Bize Ali, ona Süfyan, ona Amr, ona da Câbir b. Abdullah’ın (r.anhumâ) şöyle dediğini rivayet etmiştir: Biz bir gazada idik –Süfyan bir diğer rivayetinde: Bir ordu ile birlikte idik, dedi.- Muhacirlerden bir adam Ensar’dan bir adamın kıçına vurdu. Bunun üzerine Ensar’dan olan o kişi “ey Ensar, imdada yetişin” dedi. Muhacirlerden olan diğeri de “ey muhacirler, imdada yetişin” dedi. Rasulullah (sav) bunu işitince: "Bu cahiliye davası da ne oluyor?" buyurdu. Ashab “ey Allah’ın Rasulü, muhacirlerden bir adam Ensar’dan bir adamın kıçına vurdu” dedi. Rasulullah (sav) "bu kokuşmuş cahiliye adetlerini bırakın" buyurdu. Bu olayı Abdullah b. Ubey işitti ve “bunu da yaptılar ha, ama Allah’a yemin olsun, eğer Medine’ye dönecek olursak muhakkak daha aziz olan, oradan daha zelil olanı çıkartacaktır” dedi. Bu sözleri Nebi’ye (sav) ulaştı. Ömer ayağa kalkarak “ey Allah’ın Rasulü, bana izin ver de şu münafığın boynunu vurayım” dedi. Nebi (sav) "onu bırak, insanlar Muhammed ashabını öldürüyor demesinler" buyurdu. Muhacirler Medine’ye geldikleri zaman, Ensar sayıca onlardan çoktu. Daha sonra ise muhacirler çoğaldılar. Süfyan der ki: Ben bu hadisi Amr’dan alıp belledim. Amr der ki: Ben Câbir’i “biz Nebi (sav) ile birlikte iken...” derken işittim.

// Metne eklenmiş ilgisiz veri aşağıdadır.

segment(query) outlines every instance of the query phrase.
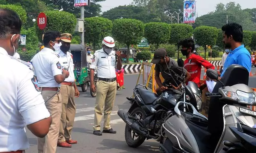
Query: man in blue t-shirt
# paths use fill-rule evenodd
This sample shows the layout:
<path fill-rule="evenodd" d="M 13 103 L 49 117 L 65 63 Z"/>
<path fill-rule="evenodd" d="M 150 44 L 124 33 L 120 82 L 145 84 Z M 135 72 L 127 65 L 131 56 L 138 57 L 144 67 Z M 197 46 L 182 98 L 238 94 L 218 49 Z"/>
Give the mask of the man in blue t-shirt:
<path fill-rule="evenodd" d="M 223 66 L 222 77 L 228 68 L 232 64 L 240 65 L 244 67 L 250 73 L 252 67 L 251 55 L 242 45 L 243 31 L 242 26 L 235 23 L 228 24 L 221 29 L 223 31 L 223 42 L 225 47 L 231 48 Z"/>
<path fill-rule="evenodd" d="M 251 67 L 251 55 L 241 42 L 243 34 L 242 26 L 235 23 L 227 24 L 222 27 L 223 41 L 225 48 L 231 50 L 227 57 L 223 66 L 221 77 L 222 77 L 227 68 L 232 64 L 242 65 L 250 72 Z M 219 78 L 220 79 L 220 78 Z M 218 92 L 221 84 L 217 82 L 212 92 Z M 212 97 L 210 100 L 208 112 L 208 131 L 213 137 L 211 139 L 213 144 L 217 145 L 223 130 L 223 120 L 222 108 L 225 104 L 220 103 L 218 98 Z"/>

Bize Humeydî, ona Süfyan, ona Amr b. Dinar, ona da Câbir b. Abdullah şöyle demiştir: Biz bir gazada idik. Muhacirlerden bir adam Ensar’dan bir adamın kıçına vurdu. Bunun üzerine Ensar’dan olan o kişi “ey Ensar, imdada yetişin” dedi. Muhacirlerden olan diğeri de “ey muhacirler, imdada yetişin” dedi. Rasulullah (sav) bunu işitince: "Bu cahiliye davası da ne oluyor?" buyurdu. Ashab “ey Allah’ın Rasulü, muhacirlerden bir adam Ensar’dan bir adamın kıçına vurdu, Ensar'dan olan kimse 'ey Ensar, imdada yetişin' Muhacir de 'ey muhacirler, imdada yetişin' diye bağırdı” dediler. Rasulullah (sav) "bu kokuşmuş cahiliye adetlerini bırakın" buyurdu. Câbir der ki: Nebi (sav) Medine’ye geldiği zaman Ensar sayıca daha çoktu. Bundan bir süre sonra muhacirler çoğaldı. Abdullah b. Ubey (bu olayı işitti ve) “bunu da yaptılar ha, ama Allah’a yemin olsun, eğer Medine’ye dönecek olursak muhakkak daha aziz olan, oradan daha zelil olanı çıkartacaktır” dedi. Bu sözleri Nebi’ye (sav) ulaştı. Ömer ayağa kalkarak “ey Allah’ın Rasulü, bana izin ver de şu münafığın boynunu vurayım” dedi. Nebi (sav) "onu bırak, insanlar Muhammed ashabını öldürüyor demesinler" buyurdu.